This book is aimed at offering a practical, hands-on introduction to data analysis for pragmatic readers without strong scientific or statistical background. Some basic programming experience is required. The author provides many personal (and sometimes useful) comments about different tools and procedures in data analysis.
However, a careful reading reveals many problems, specially an obscure presentation of key concepts. In my opinion, the target audience for this book would be people without previous contact with data analysis. Hence the importance of presenting its core elements correctly. Otherwise, it's useless for them.
In particular:
- Few pages are actually dedicated to present open source tools supporting the different graphs and techniques included in the book. From the title, I expected a more complete tour through available open source tools for data analysis.
- No clues about how to obtain most of the graphs and results presented in the book. No related data sets are available for download, either. A book like this is useless if we cannot learn how to replicate all the examples.
- The formula of the variance for a sample is just wrong. One must divide by n-1 and not n; see "Applied Statistics and Probability for Engineers" (Montgomery and Runger 2006).

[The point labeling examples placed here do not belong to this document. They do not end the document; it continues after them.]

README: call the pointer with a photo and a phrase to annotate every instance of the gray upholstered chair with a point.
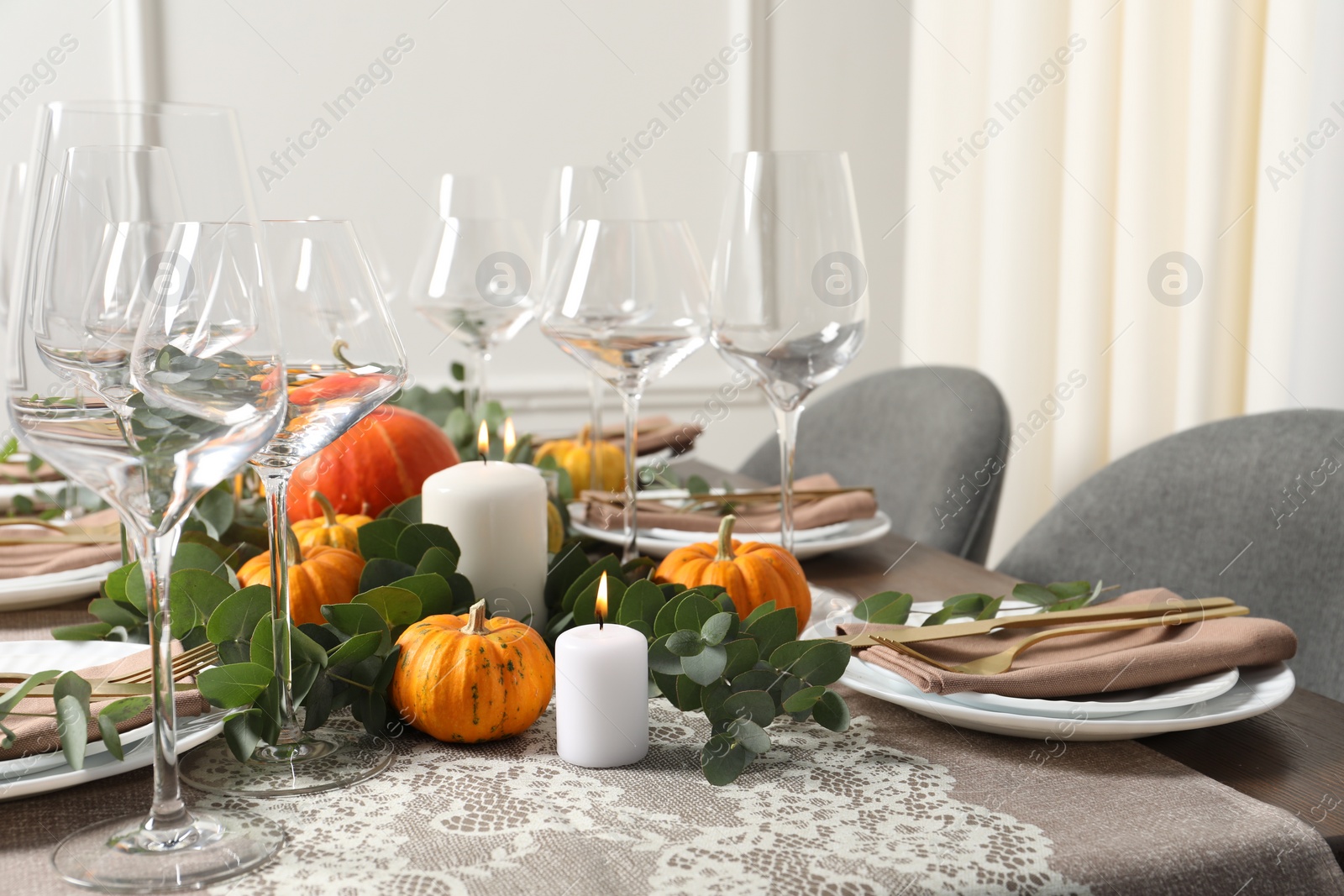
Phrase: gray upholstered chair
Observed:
(932, 443)
(1249, 508)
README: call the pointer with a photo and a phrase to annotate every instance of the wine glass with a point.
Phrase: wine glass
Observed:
(118, 196)
(475, 275)
(628, 298)
(11, 215)
(790, 300)
(575, 195)
(343, 359)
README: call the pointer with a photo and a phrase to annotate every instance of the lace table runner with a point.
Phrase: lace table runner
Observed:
(898, 805)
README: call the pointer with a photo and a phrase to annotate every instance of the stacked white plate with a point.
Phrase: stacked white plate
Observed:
(1196, 703)
(50, 772)
(51, 589)
(806, 543)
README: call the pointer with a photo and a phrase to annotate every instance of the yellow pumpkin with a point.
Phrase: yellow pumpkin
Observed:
(468, 679)
(333, 530)
(575, 458)
(326, 575)
(752, 574)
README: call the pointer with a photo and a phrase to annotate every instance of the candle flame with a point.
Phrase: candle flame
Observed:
(601, 598)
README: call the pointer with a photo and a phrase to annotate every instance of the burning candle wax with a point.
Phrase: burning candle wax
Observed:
(601, 694)
(496, 512)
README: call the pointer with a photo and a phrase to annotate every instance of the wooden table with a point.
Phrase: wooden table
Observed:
(1290, 757)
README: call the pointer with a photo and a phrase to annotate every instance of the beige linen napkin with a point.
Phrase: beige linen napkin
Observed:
(1086, 664)
(18, 560)
(752, 517)
(38, 734)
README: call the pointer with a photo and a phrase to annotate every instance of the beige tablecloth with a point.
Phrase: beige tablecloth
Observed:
(897, 805)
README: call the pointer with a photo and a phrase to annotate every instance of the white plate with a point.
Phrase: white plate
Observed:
(54, 587)
(192, 732)
(808, 543)
(1104, 705)
(38, 656)
(8, 490)
(1258, 689)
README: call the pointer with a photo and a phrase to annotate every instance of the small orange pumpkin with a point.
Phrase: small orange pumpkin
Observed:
(470, 679)
(331, 528)
(752, 574)
(326, 575)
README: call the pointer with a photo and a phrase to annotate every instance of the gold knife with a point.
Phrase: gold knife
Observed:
(1034, 621)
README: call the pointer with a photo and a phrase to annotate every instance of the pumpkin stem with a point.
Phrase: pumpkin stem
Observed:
(328, 511)
(726, 537)
(476, 620)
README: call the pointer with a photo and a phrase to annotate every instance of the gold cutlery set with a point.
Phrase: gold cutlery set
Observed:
(1086, 621)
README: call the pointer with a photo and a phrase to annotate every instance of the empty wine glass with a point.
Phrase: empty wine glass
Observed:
(577, 194)
(790, 288)
(11, 215)
(91, 385)
(475, 275)
(343, 359)
(628, 298)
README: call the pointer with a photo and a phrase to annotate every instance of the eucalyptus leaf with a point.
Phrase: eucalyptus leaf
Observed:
(685, 644)
(886, 607)
(233, 685)
(434, 594)
(722, 759)
(754, 705)
(718, 627)
(420, 537)
(71, 694)
(358, 618)
(237, 616)
(192, 597)
(804, 699)
(382, 571)
(116, 712)
(707, 665)
(378, 539)
(396, 606)
(437, 560)
(831, 711)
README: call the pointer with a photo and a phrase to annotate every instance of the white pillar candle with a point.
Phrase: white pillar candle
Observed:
(601, 694)
(497, 513)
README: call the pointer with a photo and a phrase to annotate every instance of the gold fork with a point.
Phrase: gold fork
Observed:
(186, 664)
(999, 663)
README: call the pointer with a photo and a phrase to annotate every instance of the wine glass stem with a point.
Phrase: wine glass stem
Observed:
(156, 553)
(786, 423)
(483, 356)
(276, 479)
(596, 385)
(632, 511)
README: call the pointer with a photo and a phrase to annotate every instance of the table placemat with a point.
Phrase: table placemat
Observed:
(897, 805)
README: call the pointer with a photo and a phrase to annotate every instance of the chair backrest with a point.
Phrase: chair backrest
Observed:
(1249, 508)
(932, 443)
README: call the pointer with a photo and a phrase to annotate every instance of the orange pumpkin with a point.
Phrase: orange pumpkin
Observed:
(333, 530)
(752, 574)
(378, 463)
(470, 679)
(326, 575)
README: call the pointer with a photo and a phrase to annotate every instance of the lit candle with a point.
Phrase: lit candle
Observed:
(497, 513)
(601, 692)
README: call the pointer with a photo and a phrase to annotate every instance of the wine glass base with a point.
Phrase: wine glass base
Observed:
(121, 856)
(323, 759)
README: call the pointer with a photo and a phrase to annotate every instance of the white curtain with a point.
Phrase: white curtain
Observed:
(1075, 170)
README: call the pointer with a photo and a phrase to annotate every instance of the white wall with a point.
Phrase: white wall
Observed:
(512, 87)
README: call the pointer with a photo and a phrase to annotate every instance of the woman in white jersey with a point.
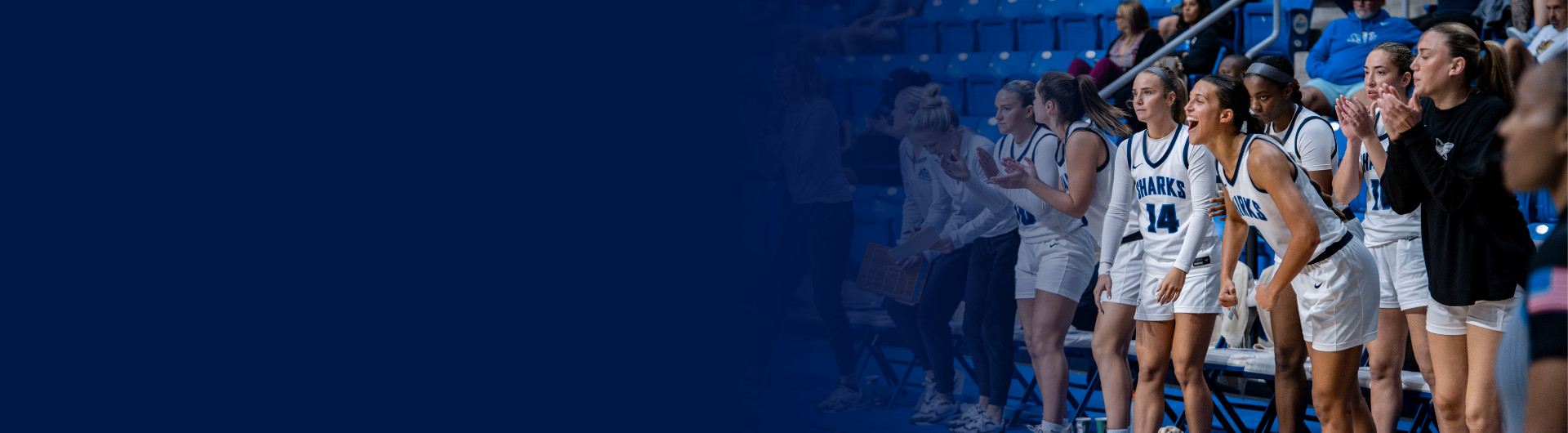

- The author presents one of the most obscure explanations for the median I've ever come across. Recurring to an RFC (RFC 2330) to explain such a simple concept is really awkward.
- In chapter 3 and Appendix B, natural logarithms (base e) are presented in the text, while graphs plot powers of 10. Definitely, not the right way to transmit correct concepts and methods.
- I concur with a previous review in that "Workshop" sections just present an ultra-short overview of some open source tools. A quick search in your favourite engine will display much more informative introductions (even quick start guides).
- Today, effective data analysis heavily depends on using the best possible implementation. While I might find educational to learn some of this implementations, in a real situation it is much better to rely on precise implementations of algorithms already available (e.g. libraries in GNU R).
All in all, I still recommend "R in a Nutshell" for a gentle introduction to data analysis with an open source tool (GNU R). It also has some inaccuracies and typos, but at least it's much more informative and clear. Besides, it does include an R package with all datasets and examples, ready to be installed and explored.